March 11, 2017

Hypertension Guidelines for Elderly

Blood pressure (hypertension) recommendations have been swinging back and forth for a number of decades. It seems that the people in power at the time decide the level and some are not considering the age and individuality, but determine what they want only.

The American College of Physicians (ACP) and the American Academy of Family Physicians (AAFP) jointly developed this guideline to present the evidence and provide clinical recommendations based on the benefits and harms of higher versus lower blood pressure targets for the treatment of hypertension in adults age 60 years or older. The target audience for this guideline includes all clinicians, and the target patient population includes all adults age 60 years or older with hypertension.

Going back in history, at first we said, don’t lower the blood pressure because you will decrease perfusion to vital organs and cause strokes, etc. Then it was “the lower the better” and that we should be aiming for presyncopal blood pressures. Then the ACCORD study came and 120 mm Hg was not clearly better than 135 mm Hg, so we said maybe “lower is not always better.” Then the SPRINT study came along and a BP of 120 mm Hg was better for CV events and death. Hence, the confusion and debate continues.

Since most diabetes patients do not die from diabetes but from cardiovascular disease causing strokes and heart attacks, we need to pay special attention in patients with diabetes.

This paper evaluated 21 studies of intensive blood pressure treatment. With treating BP to less than 150/90 mm Hg, nine trials had high-strength evidence that that there was a reduction in mortality, cardiac events, and stroke.

For BP less than or equal to 140/85 mm Hg, there were six studies that showed benefit with reductions in cardiac events and stroke, but a non-significant reduction in deaths.

What is the takeaway message from the two large studies, ACCORD and SPRINT? It could be that we should treat our patients gently and to avoid hypotension. Targeting below 150/90 mm Hg is clearly beneficial. Targeting below 140/85 mm Hg has benefits, but the law of diminishing returns kicks in at the lower end. The good news is that it is safe.

The studies did not emphasize the concept of measuring blood pressure outside the office to see if it is spiking out in the real world. This will help identify the white coat and masked hypertensive patients and may also tell us if medications are reducing blood pressures for the full 24 hours.

These are all important issues that could affect the outcomes of our hypertensive patients.

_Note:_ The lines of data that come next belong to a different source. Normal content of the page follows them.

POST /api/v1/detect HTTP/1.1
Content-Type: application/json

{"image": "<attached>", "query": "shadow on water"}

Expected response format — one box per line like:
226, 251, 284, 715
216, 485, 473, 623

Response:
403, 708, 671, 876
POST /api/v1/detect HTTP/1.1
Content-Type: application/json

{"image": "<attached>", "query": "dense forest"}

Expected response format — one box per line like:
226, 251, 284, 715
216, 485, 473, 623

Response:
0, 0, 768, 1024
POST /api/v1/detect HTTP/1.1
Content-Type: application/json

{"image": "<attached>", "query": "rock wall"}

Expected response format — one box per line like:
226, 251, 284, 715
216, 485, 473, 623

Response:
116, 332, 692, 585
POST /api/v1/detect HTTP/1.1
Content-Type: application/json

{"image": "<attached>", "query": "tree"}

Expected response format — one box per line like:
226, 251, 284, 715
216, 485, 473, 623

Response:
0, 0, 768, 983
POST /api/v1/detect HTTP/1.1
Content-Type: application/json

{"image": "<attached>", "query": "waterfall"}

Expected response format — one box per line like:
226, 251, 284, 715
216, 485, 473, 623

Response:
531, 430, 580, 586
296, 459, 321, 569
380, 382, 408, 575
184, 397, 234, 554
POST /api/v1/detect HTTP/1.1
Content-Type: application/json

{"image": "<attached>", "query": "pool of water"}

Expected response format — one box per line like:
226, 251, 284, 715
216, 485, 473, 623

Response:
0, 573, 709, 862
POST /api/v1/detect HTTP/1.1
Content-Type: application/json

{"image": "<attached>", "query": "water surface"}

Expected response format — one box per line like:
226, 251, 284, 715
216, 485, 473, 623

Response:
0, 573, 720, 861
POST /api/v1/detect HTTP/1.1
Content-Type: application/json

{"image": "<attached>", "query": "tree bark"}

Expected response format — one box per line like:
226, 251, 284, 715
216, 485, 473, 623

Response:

So there were 3 guidelines issued:
#1) ACP and AAFP recommend that clinicians initiate treatment in adults age 60 years or older with systolic blood pressure persistently at or above 150 mm Hg to achieve a target systolic blood pressure of less than 150 mm Hg to reduce the risk for mortality, stroke, and cardiac events. (Grade: strong recommendation, high-quality evidence). ACP and AAFP recommend that clinicians select the treatment goals for adults age 60 years or older based on a periodic discussion of the benefits and harms of specific blood pressure targets with the patient.
#2) ACP and AAFP recommend that clinicians consider initiating or intensifying pharmacologic treatment in adults age 60 years or older with a history of stroke or transient ischemic attack to achieve a target systolic blood pressure of less than 140 mm Hg to reduce the risk for recurrent stroke. (Grade: weak recommendation, moderate-quality evidence). ACP and AAFP recommend that clinicians select the treatment goals for adults age 60 years or older based on a periodic discussion of the benefits and harms of specific blood pressure targets with the patient.
#3) ACP and AAFP recommend that clinicians consider initiating or intensifying pharmacologic treatment in some adults age 60 years or older at high cardiovascular risk, based on individualized assessment, to achieve a target systolic blood pressure of less than 140 mm Hg to reduce the risk for stroke or cardiac events. (Grade: weak recommendation, low-quality evidence). ACP and AAFP recommend that clinicians select the treatment goals for adults aged 60 years or older based on a periodic discussion of the benefits and harms of specific blood pressure targets with the patient.

This guideline is based on a systematic review of published randomized, controlled trials for primary outcomes and observational studies for harms only.